I met Brian parked outside Supercheap Auto. I was taking photographs of his glossy red ’64 Spitfire when he came outside. We met with a handshake and a smile. Questions and answers back and forth about engines, paintwork, gearboxes and clutches quickly ensued. When I told him I enjoyed shooting cars and their stories, he said to me, “come have a look at these photos”. He gestures out of the sun into the shade to see his phone-screen. He shows me a photograph of another Spitfire, in white, and an early Ford Model T. He asks what I’m doing right now and I end up following him out of the car park and down a few streets to his home.
The white Spitfire is a ’63 model and has undergone a full home-done-paintjob - and a very good one if I’m honest. Some of the floor is missing (I could see the gearbox) but it was a work in progress and soon to be complete. It sounded and smelled just right.
That Ford Model T. That’s a 1927 Model T. But not only a 1927, it also has a 1928 rear end complete with Rumbleseats - from factory. The story with acquiring this was quite something else. Brian had restored a 1956 Morris Minor Ute, from pile of rust and parts to a pristine example. However, he didn’t like it… didn’t enjoy driving it. He had it up for sale when a man down in Victoria contacted him asking if he’d be interested in swapping for a Ford Model T. He jumped at the chance and had the Morris sent down on a trailer with the Ford coming back to Brisbane in return.

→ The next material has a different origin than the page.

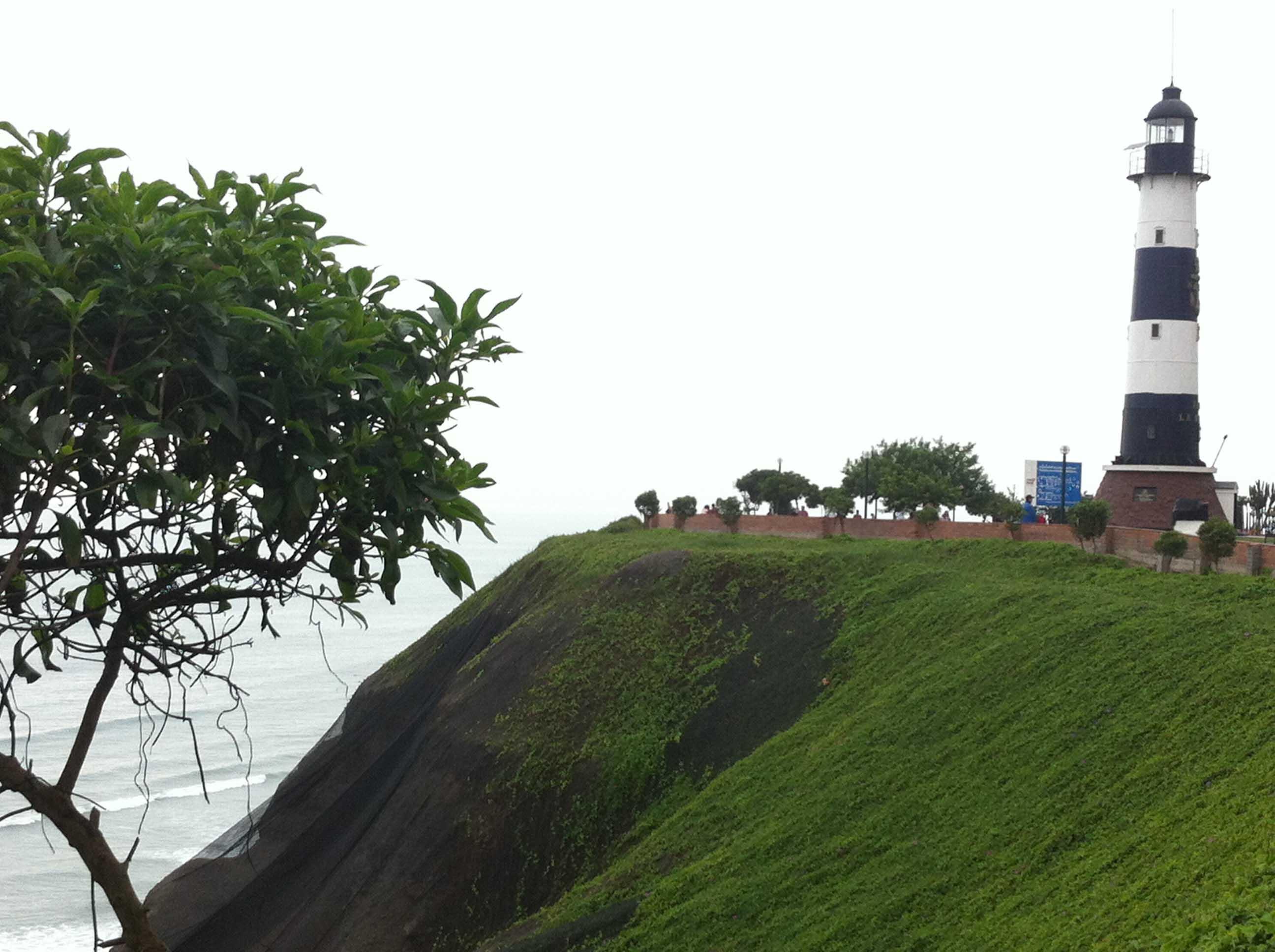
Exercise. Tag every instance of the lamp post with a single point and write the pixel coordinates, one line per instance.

In the corner lies a sweet little early 80s Kawasaki GT550 - bought and restored a little, now ready for sale. Starts on the button and with not a spit of colour coming out of that exhaust. All over his garage are items of interest - with or without wheels. From oil cans, to model planes, photographs from past projects and period horse & cart lanterns he’s managed to collect over the years.
Brian paused for a second as he looked for a key, only realising he didn’t need one and ushers me through the house and around the back. Under a side-awning lies a rare little beast. A 1954 Morris Z Ute. Otherwise known as the Morris 8 in the United Kingdom. The only difference being that this Coupe Utility variant was produced and built in Australia using imported chassis and locally built engines. I would be interested to see if any of these made their way to the European market conversely.
We wrapped up the afternoon talking about how great it is people can meet and share stories based simply on the love of cars. It doesn’t end at cars. And it doesn’t end at things with wheels. It’s just shared interests for like-minded people with hobbies, being unable to sit still and lot of learning. And beer.